Frequently the names of plants, things from the arts, seasonal elements, and other “feminine” things were taken for use as women’s names. For example, in the film Ran, the Lady Macbeth stand-in is Kaede (maple). The 1500s saw the introduction of the honorific prefix O~, thus names like O-matsu (pine), O-gin (silver; final n being a syllable in Japanese), O-haru (spring), etc. Modern naming practice would render that last as “Haruko.”
Common second-characters for women’s names were ~e (branch), ~e (bay), ~e (a great amount of ~), ~no (plain, field) and ~yo (age, generation), and even the lowly ~me (woman).
Women of noble families — take O-matsu, daughter of Takeda Shingen, for example — when addressed, would typically be called Matsu-hime. The “-hime” means essentially princess (and indeed is an address for one), but in rule of use it functions similarly to the SCA use of “Lady.” She would generally not be called “O-matsu-hime,” as that might be considered an incongruous and redundant combination of honorifics.
Japanese seem inordinately fond of pseudonyms.
While it is not uncommon for an entertainer in the West to take a new name upon mounting the stage, it is an extreme rarity for a Japanese not to do so. Just about every field of endeavor has alternate naming traditions.
Men interested in clerical personae or the Buddhist militant clergy should note that that up until the 1500s, monks generally took as their “given name” the region they were born, and added to it the suffix ~bō (= or monk), thereby very Buddhistically severing their ties; they no longer had names. Musashibō Benkei was such; he came from the Musashi region (as did a certain famous swordsman several centuries later) and his chosen name was Benkei. Alternatively, they could add a Chinese-pronounced name called a hōmyō (= Dharma name) related to Buddhist doctrine or teaching. The lay nobility kept their family names, and merely adopted Chinese-pronounced hōmyō (e.g.; Takeda Shingen, whose original name was Harunobu, and Hōjō Sōun, whose was Nagauji).

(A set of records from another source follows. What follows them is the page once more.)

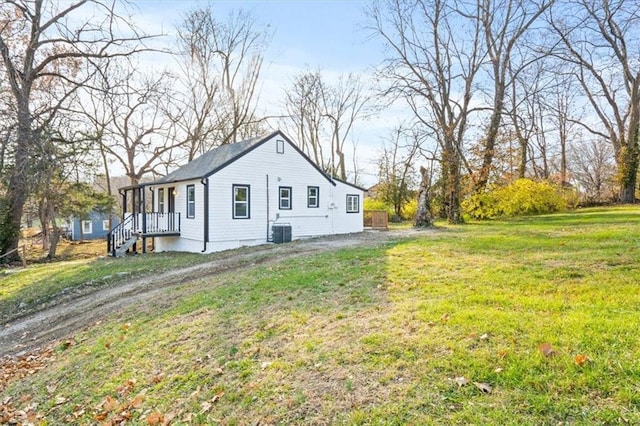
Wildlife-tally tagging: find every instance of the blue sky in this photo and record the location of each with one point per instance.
(328, 35)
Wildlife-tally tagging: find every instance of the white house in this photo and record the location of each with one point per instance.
(260, 190)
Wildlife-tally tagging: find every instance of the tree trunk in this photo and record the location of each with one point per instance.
(16, 195)
(451, 179)
(628, 173)
(55, 235)
(423, 217)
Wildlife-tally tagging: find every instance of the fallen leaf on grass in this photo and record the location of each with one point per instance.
(547, 349)
(484, 387)
(157, 378)
(155, 418)
(581, 359)
(109, 404)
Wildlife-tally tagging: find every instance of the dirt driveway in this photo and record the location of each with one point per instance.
(64, 318)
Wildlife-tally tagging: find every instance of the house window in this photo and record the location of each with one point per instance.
(191, 201)
(353, 203)
(241, 201)
(285, 198)
(87, 227)
(161, 200)
(313, 196)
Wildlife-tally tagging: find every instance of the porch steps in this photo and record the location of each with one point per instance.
(122, 249)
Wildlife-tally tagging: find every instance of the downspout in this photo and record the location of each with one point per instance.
(268, 218)
(205, 183)
(124, 202)
(154, 216)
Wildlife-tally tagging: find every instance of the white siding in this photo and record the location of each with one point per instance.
(264, 170)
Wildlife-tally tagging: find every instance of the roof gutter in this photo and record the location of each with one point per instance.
(205, 183)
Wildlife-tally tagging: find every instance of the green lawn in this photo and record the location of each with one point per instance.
(527, 321)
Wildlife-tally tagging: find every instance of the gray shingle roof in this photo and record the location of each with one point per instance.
(212, 161)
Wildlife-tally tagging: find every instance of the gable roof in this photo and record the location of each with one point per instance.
(353, 185)
(212, 161)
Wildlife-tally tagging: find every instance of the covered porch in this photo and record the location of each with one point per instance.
(139, 221)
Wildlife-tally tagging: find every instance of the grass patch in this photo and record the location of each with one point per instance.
(387, 334)
(25, 290)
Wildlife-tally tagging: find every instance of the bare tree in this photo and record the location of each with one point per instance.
(131, 122)
(220, 65)
(433, 63)
(47, 53)
(396, 168)
(599, 38)
(322, 111)
(593, 168)
(344, 104)
(303, 105)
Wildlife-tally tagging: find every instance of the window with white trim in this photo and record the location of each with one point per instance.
(191, 201)
(313, 196)
(353, 203)
(285, 198)
(241, 199)
(87, 227)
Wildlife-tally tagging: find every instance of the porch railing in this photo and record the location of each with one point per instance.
(142, 224)
(159, 223)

Buddhist names may be followed by the epithet nyūdō (”one who has entered into the way”). An example would be Raizen Nyūdō; the usage is really not too dissimilar to “Brother So-and-so” or “Father So-and-so.” Nyūdō, unlike traditional monastic clergy, were “lay clergy” — though they lived a monastic life (at least in theory), they typically had their own homes and lives. For this reason, “nyūdō” is often translated as “lay monk.” Shingen and Kenshin were both Nyūdō, as was Taira no Kiyomori, the patriarch of the Taira clan at the start of the Genpei War. The concept of “lay monk” was strictly male: women who became monastics (”ama” — nun) simply became monastics, regardless of their actual living conditions.
Names taken by artists and members of the literati were collectively called azana. Warriors took gō, painters took gamyō, haiku artists took haimyō, entertainers geimyō, etc. The implication behind the new name is that the artist belongs to a higher life. (Of course, there were also instances when the artistic career would be potentially damaging to one’s reputation if the true name were known.) The artist would keep his regular name, at any rate, but all his work would be signed with his art name. (This, of course, would play hell in the SCA in establishing a reputation of an artisan or craftsman if you were involved in other areas as well, unless you sign everything in kanji, so it is the same person, same name; only the reading is different.) These names would often end with such suffices as ~dō (hall), ~ka (retreat), ~tei (pavilion), ~kaku (tall building), etc.
Many followers of the Pure Land Sect, or other followers of Amida Buddha, showed their attachment to Amida by appending ~a or ~ami to a single kanji read in the Chinese style in either their given or surname (e.g.; the famed playwright Zeami, and the artist family of Hon’ami).